Entré a un bar y me dirigí al toilette. No había nadie y oriné cómodamente, enfrentada al inodoro; pero al darme vuelta vi a una señora de negro mirándose la lengua en el espejo. Había entrado con increíble sigilo. Tenía el pelo alto y grande como un ramo de hortensias coloradas. Era gorda y cilíndrica, de formas chatas y derechas. De piernas abiertas y con las manos en las caderas aparentaba un aire recio y marcial. Me observaba desde el espejo, la lengua colgando como un pescado largo. Los ojos mongoloides, muy separados, le otorgaban una expresión perpleja. Unos milímetros más entre uno y otro hubieran significado una anomalía congénita. Me enfrentó con voz ambigua.

Tengo la lengua sucia, dijo, y después de haberla guardado apretó los labios, cerró los ojos y emitió algo parecido a una percusión de maracas. Aún estoy por saber cómo lo hizo. Trataba de explicármelo cuando vi que comenzó a mirarme con aire cómplice, sobre todo después que di algunos pasos hacia ella.

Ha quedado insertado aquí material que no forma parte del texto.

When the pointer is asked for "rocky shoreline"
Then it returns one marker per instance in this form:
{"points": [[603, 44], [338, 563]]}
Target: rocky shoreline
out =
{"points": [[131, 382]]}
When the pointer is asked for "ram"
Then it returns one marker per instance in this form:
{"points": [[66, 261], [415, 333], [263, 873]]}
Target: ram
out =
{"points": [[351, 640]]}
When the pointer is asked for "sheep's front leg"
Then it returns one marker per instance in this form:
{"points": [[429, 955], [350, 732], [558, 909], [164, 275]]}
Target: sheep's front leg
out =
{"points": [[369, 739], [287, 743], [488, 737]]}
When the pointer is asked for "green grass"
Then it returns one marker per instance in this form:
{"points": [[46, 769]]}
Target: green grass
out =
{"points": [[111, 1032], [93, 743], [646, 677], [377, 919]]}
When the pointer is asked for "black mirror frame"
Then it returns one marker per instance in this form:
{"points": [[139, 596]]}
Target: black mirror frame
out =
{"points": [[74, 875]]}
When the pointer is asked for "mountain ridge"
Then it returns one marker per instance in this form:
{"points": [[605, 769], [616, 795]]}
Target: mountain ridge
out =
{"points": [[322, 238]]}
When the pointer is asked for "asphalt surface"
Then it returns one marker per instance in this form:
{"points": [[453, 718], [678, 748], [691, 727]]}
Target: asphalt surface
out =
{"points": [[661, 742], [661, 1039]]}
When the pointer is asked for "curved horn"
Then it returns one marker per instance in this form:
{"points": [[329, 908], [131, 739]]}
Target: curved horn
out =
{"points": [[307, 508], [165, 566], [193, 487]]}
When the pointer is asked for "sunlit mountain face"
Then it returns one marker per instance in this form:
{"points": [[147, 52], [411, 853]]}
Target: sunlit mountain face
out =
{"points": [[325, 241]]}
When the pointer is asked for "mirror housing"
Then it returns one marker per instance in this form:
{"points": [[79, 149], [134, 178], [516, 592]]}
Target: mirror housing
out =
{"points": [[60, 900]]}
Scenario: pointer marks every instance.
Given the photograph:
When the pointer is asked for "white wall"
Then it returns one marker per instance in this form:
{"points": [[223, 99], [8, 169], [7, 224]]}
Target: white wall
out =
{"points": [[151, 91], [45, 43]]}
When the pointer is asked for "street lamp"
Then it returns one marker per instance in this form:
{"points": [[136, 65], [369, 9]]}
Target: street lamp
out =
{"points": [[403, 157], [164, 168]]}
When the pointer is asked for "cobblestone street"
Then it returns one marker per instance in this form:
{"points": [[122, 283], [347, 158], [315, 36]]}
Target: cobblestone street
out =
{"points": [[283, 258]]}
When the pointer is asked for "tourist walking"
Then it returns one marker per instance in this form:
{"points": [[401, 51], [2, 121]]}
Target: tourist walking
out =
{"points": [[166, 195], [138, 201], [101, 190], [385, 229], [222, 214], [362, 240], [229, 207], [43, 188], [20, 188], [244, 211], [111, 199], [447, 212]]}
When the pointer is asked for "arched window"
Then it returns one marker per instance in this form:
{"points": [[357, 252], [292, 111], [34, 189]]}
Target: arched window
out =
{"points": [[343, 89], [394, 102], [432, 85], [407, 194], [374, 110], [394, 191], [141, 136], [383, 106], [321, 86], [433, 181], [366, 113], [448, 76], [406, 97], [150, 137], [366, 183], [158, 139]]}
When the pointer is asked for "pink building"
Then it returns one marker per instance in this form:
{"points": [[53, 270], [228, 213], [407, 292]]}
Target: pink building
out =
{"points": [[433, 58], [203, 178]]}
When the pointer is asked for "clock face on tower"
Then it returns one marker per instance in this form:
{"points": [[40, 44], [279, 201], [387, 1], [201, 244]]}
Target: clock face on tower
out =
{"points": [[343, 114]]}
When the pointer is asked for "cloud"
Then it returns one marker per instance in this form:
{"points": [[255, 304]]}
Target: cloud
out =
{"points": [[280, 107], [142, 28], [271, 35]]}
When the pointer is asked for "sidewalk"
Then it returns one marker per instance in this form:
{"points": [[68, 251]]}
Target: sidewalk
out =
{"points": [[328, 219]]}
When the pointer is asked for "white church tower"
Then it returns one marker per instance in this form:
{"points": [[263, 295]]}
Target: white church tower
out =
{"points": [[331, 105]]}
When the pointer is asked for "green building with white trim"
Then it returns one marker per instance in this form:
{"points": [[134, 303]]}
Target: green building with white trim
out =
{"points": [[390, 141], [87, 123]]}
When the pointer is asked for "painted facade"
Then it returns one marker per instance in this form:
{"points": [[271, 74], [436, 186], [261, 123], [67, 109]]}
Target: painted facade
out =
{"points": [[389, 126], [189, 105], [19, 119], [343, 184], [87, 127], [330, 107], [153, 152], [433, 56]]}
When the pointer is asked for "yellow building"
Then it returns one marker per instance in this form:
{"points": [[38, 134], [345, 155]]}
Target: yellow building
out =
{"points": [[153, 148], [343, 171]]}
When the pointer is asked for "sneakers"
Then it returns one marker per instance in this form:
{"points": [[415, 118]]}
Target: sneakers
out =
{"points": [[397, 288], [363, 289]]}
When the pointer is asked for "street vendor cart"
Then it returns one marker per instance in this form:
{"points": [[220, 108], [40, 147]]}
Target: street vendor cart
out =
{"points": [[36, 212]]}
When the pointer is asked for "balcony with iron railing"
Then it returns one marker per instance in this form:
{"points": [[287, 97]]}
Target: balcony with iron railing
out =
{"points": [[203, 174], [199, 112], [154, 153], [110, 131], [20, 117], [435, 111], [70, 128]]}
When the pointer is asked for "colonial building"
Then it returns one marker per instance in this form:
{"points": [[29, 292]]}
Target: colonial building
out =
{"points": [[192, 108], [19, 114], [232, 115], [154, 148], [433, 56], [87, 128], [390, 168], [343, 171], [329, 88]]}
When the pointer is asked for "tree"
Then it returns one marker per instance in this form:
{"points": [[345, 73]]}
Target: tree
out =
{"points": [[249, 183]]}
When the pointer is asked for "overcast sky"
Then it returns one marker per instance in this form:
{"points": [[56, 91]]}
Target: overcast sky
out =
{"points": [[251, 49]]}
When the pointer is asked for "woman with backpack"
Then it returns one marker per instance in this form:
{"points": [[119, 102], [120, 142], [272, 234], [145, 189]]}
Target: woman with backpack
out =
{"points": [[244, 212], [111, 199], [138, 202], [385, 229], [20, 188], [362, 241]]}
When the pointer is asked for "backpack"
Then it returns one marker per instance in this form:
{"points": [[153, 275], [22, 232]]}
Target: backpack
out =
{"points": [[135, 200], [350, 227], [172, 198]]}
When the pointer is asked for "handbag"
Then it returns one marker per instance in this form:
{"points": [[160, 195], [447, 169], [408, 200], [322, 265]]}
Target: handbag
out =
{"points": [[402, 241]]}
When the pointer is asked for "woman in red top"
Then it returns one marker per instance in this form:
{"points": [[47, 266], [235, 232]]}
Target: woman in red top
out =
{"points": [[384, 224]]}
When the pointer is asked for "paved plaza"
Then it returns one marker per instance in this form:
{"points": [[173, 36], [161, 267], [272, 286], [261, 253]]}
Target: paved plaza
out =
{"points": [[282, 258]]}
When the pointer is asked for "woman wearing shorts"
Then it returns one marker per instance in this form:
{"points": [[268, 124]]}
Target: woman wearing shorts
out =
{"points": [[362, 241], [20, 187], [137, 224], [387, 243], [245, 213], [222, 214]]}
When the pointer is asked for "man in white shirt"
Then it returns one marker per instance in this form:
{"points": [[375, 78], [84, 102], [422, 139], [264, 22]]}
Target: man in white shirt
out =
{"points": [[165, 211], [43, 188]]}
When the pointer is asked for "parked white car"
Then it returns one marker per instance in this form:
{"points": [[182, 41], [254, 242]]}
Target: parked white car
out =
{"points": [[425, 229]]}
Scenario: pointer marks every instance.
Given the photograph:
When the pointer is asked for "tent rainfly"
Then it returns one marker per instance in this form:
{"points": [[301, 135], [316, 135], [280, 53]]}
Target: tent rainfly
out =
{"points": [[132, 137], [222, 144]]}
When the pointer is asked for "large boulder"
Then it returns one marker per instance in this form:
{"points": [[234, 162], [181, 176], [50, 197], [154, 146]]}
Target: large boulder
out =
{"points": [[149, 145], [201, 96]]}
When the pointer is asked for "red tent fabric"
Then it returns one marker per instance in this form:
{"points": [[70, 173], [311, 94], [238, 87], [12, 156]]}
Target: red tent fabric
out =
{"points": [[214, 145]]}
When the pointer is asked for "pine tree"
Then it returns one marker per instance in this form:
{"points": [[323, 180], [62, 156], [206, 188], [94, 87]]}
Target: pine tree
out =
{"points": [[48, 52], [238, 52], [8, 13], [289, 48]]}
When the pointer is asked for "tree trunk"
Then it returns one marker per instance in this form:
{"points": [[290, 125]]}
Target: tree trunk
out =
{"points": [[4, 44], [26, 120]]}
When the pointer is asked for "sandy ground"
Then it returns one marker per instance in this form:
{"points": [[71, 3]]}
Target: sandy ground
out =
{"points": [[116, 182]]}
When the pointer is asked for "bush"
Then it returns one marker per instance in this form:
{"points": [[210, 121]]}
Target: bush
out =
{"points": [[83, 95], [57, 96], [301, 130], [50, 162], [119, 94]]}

No tengo motivos para dudar de la eficacia de la cirujía ni del posterior tratamiento con hormonas; pero no he podido corregir el paso abierto de los varones, pese a que en mí nunca fue notorio. Viví muchos años de hombre, y el médico me dijo que la ubicación de los genitales determina rasgos diferenciales en la marcha de uno y otro sexo. Supongo que mis modales algo indefinidos, sumados a mi escasa prestancia, debieron significarle algo que la paralizó. Yo llevaba una peluca grande y rojiza, de color a tono con la gran hortensia roja de su cabellera. Se me acercó, me tocó el pelo, abrió la boca y me lanzó a la cara un suave cacareo que me transportó de un soplo al corral de mi abuela. Lo sentí cordial; fue corto y agudo, cercano a un si bemol. Lo digo porque estudié canto.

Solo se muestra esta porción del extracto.